他刻意頓了頓,欣賞著于穗瞬間緊張起來的神情,才緩緩繼續說道:
“可以通過一些非公開的渠道,在更大范圍的華人數據庫,甚至國際骨髓庫進行檢索。”
“這需要動用一些非常規的人脈和資源,運作起來……呵呵,難度不小啊。“
于穗的心隨著他的話語起伏,聽到“難度不小“,她的心又沉了下去,急切地說:
“部長,只要有一線希望,花再大的代價我也愿意!求您……“
“哎,別急嘛。“任志高擺了擺手,打斷她的話,語氣變得有些曖昧不清,“代價嘛……當然是有的。”
“這世上,哪有不需要付出就能得到的東西呢?“
他的目光再次落在于穗身上。
這一次,不再掩飾其中的欲望。
“尤其是……像這樣能救命的機會。“
于穗知道,該來的還是來了。
她的指甲深深陷進掌心,留下幾個清晰的月牙印。
任志高看著她蒼白的臉色,知道火候差不多了。
他站起身,走到于穗身邊坐下,距離近得能聞到她身上淡淡的香水味和一絲工地的塵土氣息。
一只手,自然而然地覆上了她緊緊交握的手。
“小于啊,“他的聲音壓得很低,帶著蠱惑和不容抗拒的意味,“我知道你不容易。”
“一個女人,在官場上打拼,還要為孩子操心。”
“我很欣賞你的能力和韌勁。羅澤凱倒下了,蒼嶺需要新的領頭人,你也需要更大的平臺來施展抱負……”
“而這些,我都可以給你。“
他的手指在于穗的手背上輕輕摩挲著,那觸感讓她起了一層雞皮疙瘩。
“包括救你孩子命的資源。

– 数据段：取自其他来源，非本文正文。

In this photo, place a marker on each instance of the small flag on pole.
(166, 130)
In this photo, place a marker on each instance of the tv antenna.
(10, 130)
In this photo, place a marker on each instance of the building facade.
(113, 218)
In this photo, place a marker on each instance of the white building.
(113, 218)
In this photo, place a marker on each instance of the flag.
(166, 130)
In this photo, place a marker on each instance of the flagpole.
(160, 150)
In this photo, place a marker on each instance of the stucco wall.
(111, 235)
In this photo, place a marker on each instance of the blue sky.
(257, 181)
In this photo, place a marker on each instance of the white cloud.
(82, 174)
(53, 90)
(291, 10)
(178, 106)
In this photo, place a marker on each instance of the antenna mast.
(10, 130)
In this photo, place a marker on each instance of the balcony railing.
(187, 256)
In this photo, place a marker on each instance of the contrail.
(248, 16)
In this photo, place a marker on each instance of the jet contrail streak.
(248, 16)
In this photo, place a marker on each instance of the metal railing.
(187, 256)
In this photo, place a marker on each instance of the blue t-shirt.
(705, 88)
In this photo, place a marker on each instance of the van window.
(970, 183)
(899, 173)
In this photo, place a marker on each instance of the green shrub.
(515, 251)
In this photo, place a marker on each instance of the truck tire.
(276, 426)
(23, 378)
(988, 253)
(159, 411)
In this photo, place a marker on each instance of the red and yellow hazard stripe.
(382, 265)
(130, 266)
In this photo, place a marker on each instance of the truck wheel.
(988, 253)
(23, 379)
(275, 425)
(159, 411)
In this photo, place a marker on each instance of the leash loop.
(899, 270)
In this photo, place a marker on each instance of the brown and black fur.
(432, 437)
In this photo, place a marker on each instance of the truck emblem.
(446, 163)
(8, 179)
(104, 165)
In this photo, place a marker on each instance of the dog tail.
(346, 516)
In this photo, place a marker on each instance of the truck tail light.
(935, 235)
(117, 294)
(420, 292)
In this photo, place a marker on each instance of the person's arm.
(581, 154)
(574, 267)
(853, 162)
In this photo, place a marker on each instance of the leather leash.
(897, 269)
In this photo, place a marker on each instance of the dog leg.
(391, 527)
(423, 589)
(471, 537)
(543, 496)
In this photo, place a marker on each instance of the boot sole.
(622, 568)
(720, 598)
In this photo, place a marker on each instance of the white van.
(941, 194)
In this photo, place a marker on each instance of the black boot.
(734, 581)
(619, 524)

“任志高湊近她的耳邊,溫熱的氣息噴在她的耳廓上,
“但前提是,你要讓我看到……你的誠意。徹底的誠意。“
最后幾個字,他幾乎是貼著于穗的耳朵說出來的,充滿了赤裸裸的暗示。
于穗閉上了眼睛,最后一絲掙扎和猶豫,在兒子生命垂危的現實面前,被徹底擊碎。
“嗯。“她點了點頭,聲音輕得幾乎聽不見。
這個簡單的音節,如同打開了某個開關。
任志高臉上露出了滿意的、一切盡在掌握的笑容。
他不再說話,那只原本覆在于穗手背上的手,開始緩緩上移,帶著不容置疑的力道,攬住了她的肩膀。
于穗的身體瞬間僵硬得像一塊石頭。
“放松點,小于。“任志高的聲音帶著一種刻意的溫和,“別這么緊張。以后,我們就是'自已人'了。“
“自已人“三個字,他咬得格外清晰,帶著一種將獵物納入囊中的宣告。
于穗被迫抬起頭,對上他那雙深邃而充滿欲望的眼睛。
那里面沒有了平日的官威和深沉,只剩下赤裸裸的占有欲。
她感到一陣窒息,胃里翻江倒海,卻只能僵硬地承受著他的撫摸。
任志高似乎很享受她這種屈從又帶著隱忍的姿態。
他低下頭,氣息越來越近,目標是她微微顫抖的唇瓣。